Charlotter publishes book on Transition Movement and People of Faith

RUAH SWENNERFELT of Charlotte, Vt., has just published a book describing the important role that people of faith could have in the growing Transition Movement. Her 120-page soft cover book, Rising to the Challenge: The Transition Movement and People of Faith, is available for $15 through local bookstores, from the author, or from Amazon.Com.

Active in the Transition Town Charlotte organization for many years, Ruah has based her book on the testimonies of many Transition activists that she interviewed in the U.S., Europe, and the Middle East. Some have found that the Transition Movement provides a field of action for their faith experience while bringing a helpful faith perspective to their community’s Transition Initiative. A history of the Transition Movement and an explanation of Permaculture principles are also included. Transition founder Rob Hopkins wrote the Foreword.

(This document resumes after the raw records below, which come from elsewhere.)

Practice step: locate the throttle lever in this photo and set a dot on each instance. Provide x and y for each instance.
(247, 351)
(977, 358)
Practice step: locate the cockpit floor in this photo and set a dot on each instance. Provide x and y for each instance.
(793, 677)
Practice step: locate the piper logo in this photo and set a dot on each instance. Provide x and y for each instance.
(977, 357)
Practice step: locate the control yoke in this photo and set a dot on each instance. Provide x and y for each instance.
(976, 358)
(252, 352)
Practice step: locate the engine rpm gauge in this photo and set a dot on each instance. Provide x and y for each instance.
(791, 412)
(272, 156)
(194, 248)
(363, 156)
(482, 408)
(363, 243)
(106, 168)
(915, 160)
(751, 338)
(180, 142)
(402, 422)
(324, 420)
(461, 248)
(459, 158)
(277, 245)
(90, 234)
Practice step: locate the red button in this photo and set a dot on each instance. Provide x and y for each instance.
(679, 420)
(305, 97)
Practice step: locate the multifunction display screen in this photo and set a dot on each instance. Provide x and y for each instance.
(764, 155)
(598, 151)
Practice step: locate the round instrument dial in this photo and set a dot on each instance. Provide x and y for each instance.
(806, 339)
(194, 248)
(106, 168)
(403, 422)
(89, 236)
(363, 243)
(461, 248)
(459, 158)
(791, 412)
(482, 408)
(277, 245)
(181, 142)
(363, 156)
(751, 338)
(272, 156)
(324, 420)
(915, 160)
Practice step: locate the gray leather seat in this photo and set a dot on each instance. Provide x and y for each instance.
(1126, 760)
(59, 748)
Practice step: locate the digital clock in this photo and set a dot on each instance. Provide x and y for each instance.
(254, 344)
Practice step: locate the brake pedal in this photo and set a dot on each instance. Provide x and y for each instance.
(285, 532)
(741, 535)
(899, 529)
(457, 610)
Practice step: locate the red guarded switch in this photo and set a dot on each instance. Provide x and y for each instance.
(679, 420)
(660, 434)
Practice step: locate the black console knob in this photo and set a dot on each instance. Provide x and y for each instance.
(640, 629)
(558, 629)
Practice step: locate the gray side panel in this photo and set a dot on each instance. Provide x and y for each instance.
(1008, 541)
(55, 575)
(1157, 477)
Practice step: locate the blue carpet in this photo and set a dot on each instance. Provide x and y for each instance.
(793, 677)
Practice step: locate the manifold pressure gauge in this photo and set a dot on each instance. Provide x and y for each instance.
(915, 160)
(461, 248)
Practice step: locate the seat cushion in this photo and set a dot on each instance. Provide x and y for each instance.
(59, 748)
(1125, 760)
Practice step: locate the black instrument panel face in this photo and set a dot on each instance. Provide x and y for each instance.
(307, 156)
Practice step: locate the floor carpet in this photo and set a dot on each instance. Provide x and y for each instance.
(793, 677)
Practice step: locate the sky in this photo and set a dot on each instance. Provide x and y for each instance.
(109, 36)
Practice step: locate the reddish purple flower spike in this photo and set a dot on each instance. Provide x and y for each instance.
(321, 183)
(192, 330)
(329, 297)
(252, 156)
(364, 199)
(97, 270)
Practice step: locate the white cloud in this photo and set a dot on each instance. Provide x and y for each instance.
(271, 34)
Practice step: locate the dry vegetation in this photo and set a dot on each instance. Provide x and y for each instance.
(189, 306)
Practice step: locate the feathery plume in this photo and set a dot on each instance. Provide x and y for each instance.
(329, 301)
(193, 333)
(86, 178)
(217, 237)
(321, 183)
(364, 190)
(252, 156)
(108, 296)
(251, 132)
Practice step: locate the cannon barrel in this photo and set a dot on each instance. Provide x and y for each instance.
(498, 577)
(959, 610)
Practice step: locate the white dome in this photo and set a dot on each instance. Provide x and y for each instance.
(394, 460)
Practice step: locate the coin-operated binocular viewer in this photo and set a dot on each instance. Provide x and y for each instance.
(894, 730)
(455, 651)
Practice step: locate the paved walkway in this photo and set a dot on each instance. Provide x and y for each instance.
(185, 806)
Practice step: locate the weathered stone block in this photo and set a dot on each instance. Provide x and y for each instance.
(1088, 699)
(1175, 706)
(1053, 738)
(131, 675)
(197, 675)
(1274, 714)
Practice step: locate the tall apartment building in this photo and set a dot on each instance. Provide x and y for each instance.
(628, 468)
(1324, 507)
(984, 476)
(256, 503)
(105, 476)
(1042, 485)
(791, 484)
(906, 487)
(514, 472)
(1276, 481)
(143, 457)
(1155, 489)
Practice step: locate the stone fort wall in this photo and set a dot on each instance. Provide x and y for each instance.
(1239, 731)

“RISING TO THE CHALLENGE is a strong call to respond to the global climate challenge and put faith into action to “see what love can do.” Swennerfelt draws on inspiring stories from the world’s experimentation crucibles in Transition, offering up her vision of radical dreaming. Here we learn about energy descent planning, repair cafes, and permaculture communities, and the important role of faith traditions in healing the world. Based on her travels to Transition Towns around the world, this book demonstrates the possibilities of loving kindness on a global scale. It is a marvelous manifesto for resilience and a powerful testimony of home, reflecting Swennerfelt’s own deep personal commitment, an inspiring voice in this time of transformation. –Stephanie Kaza, author of Hooked! Buddhist Essays on Greed, Desire, and the Urge to Consume.